What are some of the things interns have helped you with?
Putting together armatures
Smoothing clay
Adding wax and clay
mold making
cleaning waxes for bronze casting
Assistance art art shows, conferences, presentations,  and the Upsidedown Christmas party
Helping me to organize and clean-  One day I will find the time and the intern who can help me clean the back room.
Look up the following blogs to see the jobs that interns have helped with Richard Hathaway sculpture for The TW Woods Gallery Vermont Evelyn Rubenstein for the Evelyn Rubenstein Jewish Community Center. Prairie View A & M panther

Office interns help with:

Marketing in print and digital, public relations and other areas of the business of art.

Other information

What we do at B. Mongeon Sculpture Design studio
Portraits, life size sculpture mascots, The God’s Word Collectible Gift series, Digital design and technology digital sculpting 3d scanning.  Also, My husband is Mike de la Flor and is a medical illustrator, you may see him from time to time.

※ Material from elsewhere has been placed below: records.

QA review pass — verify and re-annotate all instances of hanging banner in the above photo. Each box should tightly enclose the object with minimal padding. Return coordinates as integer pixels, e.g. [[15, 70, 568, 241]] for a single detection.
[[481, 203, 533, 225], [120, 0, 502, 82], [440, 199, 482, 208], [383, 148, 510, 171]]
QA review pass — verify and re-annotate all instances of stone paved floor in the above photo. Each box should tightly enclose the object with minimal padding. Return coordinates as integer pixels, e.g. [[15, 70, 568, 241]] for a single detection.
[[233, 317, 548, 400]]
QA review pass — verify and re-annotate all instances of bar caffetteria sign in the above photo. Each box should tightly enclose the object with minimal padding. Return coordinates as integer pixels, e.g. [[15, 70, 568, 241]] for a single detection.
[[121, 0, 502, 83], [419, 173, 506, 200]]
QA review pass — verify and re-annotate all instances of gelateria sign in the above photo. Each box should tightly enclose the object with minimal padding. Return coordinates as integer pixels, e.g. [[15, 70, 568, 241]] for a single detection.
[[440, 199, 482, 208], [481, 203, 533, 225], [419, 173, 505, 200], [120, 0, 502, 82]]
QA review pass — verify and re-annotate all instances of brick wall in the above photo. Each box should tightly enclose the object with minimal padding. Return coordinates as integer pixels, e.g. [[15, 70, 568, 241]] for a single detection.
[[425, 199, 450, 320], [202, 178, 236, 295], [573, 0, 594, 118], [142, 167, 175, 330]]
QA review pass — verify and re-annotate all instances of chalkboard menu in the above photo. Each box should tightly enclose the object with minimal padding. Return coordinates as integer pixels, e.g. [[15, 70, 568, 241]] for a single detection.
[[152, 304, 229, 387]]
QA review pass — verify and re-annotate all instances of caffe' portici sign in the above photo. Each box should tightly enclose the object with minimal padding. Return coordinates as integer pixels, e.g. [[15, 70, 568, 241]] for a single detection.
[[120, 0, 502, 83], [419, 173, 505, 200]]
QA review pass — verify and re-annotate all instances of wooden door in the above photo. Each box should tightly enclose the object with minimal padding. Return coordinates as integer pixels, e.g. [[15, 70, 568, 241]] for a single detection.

He has the same philosophy as I do about up and coming artists. We both want to encourage individuals.  As any successful artist knows you spend a great deal of time marketing your art and sometimes I am up in the office while interns are working downstairs.  I’m also a writer, and a host of podcasts which keeps me upstairs just as much time as downstairs.

It feels great to celebrate at the unveilings with the interns that helped me bring the piece alive. Photo credit Shirley Skidmore.

You are welcome to take pictures of our work together, but permission must be obtained on a case by case basis. Some of my projects I’m not allowed to talk about publicly until they are completed.   You can also post the work, but I will need to tell you how to post credits, as my contract states I have to do this.